Il ministro degli Esteri replica alle dichiarazioni del ministro israeliano dopo l’indagine della Procura di Roma. “Offese che respingiamo al mittente”, ha detto in audizione davanti alle commissioni Esteri e Difesa
Il ministro degli Esteri Antonio Tajani ha duramente criticato le dichiarazioni del ministro israeliano Itamar Ben Gvir nei confronti dell’Italia, definite “inaccettabili” e “non degne di un ministro”. Le parole arrivano nel corso di un intervento davanti alle commissioni riunite Esteri e Difesa di Camera e Senato, nel quale il vicepremier ha ribadito la posizione ufficiale del governo italiano.
La polemica nasce dopo alcune affermazioni attribuite a Ben Gvir in seguito alla notizia dell’indagine aperta dalla Procura di Roma nei suoi confronti. Il ministro israeliano avrebbe utilizzato toni offensivi nei confronti dell’Italia, suscitando la reazione immediata della Farnesina.

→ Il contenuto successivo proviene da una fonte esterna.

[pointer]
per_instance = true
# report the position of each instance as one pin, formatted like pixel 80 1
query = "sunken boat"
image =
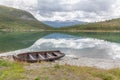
pixel 39 56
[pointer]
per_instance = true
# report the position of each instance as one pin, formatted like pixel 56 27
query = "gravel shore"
pixel 90 62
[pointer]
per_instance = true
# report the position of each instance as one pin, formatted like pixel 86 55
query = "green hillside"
pixel 15 19
pixel 108 25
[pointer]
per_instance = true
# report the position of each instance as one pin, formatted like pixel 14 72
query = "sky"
pixel 63 10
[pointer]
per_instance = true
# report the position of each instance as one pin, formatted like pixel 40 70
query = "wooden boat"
pixel 39 56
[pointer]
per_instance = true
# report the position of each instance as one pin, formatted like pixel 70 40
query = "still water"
pixel 78 46
pixel 75 46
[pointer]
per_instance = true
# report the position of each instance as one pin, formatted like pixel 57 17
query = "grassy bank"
pixel 37 71
pixel 19 20
pixel 108 36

Tajani ha respinto con fermezza le accuse, sottolineando che l’Italia “è un Paese amico di Israele che ha sempre difeso libertà e democrazia” e che ogni tentativo di denigrazione viene “rispedito al mittente”. Il ministro ha inoltre definito le parole di Ben Gvir come espressione di un livello politico e morale inaccettabile.
Nel suo intervento, il titolare della Farnesina ha ribadito la volontà dell’Italia di mantenere rapporti di cooperazione e dialogo con Israele, pur condannando con decisione le dichiarazioni ritenute offensive. La vicenda si inserisce in un quadro già delicato di tensioni diplomatiche che coinvolgono anche le recenti inchieste della magistratura italiana.
La presa di posizione del governo italiano mira quindi a contenere lo scontro e a riaffermare la linea ufficiale di amicizia con Israele, pur senza arretrare di fronte a quelle che vengono considerate provocazioni politiche inaccettabili.